Automobiles were discovered as one of the leading air pollution causes in metropolitan areas in the 1960s. California was the first state to set passenger automobile emission rules in 1965. Other nations have recognized the automobile as a major source of pollution, and many have enacted various rules and testing techniques with varying degrees of rigor. Different regulatory approaches and air quality goals, and worries about the contradictory aim of better fuel efficiency have resulted in invariances.

Automobile exhaust pollution regulation is one of the world’s most pressing environmental issues. Automobile exhaust pollution is controlled by alternate fuels, catalytic converters, and emission reduction.
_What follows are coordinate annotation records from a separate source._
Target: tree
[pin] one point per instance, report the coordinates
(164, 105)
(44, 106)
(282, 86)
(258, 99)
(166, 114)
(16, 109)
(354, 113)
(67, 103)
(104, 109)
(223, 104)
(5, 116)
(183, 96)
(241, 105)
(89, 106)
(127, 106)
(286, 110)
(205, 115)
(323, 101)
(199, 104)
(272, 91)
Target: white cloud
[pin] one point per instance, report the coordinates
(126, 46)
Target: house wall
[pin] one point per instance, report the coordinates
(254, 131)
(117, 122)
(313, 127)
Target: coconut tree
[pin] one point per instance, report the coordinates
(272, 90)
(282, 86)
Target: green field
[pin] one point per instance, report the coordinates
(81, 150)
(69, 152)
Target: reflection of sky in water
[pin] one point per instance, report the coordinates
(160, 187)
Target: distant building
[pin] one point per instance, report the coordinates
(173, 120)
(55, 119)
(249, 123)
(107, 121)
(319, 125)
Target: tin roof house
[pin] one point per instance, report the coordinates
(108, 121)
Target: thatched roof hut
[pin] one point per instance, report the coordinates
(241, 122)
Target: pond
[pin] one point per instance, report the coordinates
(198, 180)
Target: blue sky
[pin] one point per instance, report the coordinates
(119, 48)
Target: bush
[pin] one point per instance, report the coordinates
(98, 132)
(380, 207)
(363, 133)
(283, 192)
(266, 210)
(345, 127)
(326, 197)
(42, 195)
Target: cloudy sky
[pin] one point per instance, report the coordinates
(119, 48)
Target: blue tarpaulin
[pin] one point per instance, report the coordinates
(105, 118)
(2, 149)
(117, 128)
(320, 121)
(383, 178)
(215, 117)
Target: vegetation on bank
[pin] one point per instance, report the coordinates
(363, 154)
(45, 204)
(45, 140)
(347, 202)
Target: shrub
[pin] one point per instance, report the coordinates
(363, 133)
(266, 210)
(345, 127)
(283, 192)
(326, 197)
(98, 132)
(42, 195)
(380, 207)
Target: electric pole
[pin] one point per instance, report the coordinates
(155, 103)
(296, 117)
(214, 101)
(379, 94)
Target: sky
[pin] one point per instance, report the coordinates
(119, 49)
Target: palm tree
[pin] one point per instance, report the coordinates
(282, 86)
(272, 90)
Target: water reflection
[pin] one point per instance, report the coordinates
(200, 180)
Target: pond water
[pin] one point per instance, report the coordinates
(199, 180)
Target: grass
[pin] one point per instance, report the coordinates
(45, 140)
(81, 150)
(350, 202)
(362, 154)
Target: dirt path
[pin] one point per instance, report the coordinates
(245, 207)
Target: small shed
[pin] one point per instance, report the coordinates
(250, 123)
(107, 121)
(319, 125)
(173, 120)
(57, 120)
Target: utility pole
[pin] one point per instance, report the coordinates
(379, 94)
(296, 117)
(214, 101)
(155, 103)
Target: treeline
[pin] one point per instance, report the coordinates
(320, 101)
The emission control system in vehicles limits the internal-combustion engine’s noxious gas emissions.

Pollution emissions from automobiles are normally minimal, but as the number of vehicles on the road grows, so do pollution levels in the environment. The transportation sector is responsible for around 35% of CO, 30% of HC, and 25% of NOx emissions into the environment. The environment and human health are both harmed by these contaminants. 

The air-fuel ratio has a significant impact on vehicle emissions. Engine upgrades, fuel processing, fuel additives, exhaust gas recirculation (EGR), positive crankcase ventilation (PCV), and catalytic converters are all examples of exhaust gas emission reduction strategies.

A catalytic converter is a device that alters higher levels of hazardous exhaust gas pollutants into lower levels of toxic exhaust gas pollutants. Different types of catalysts, such as noble metal and base metal catalysts, are utilized to treat car exhaust gases. The catalytic converter was shown to be successful and consistent in decreasing noxious tailpipe emissions, and it was designed for use in trucks, buses, automobiles, motorbikes, and other construction vehicles.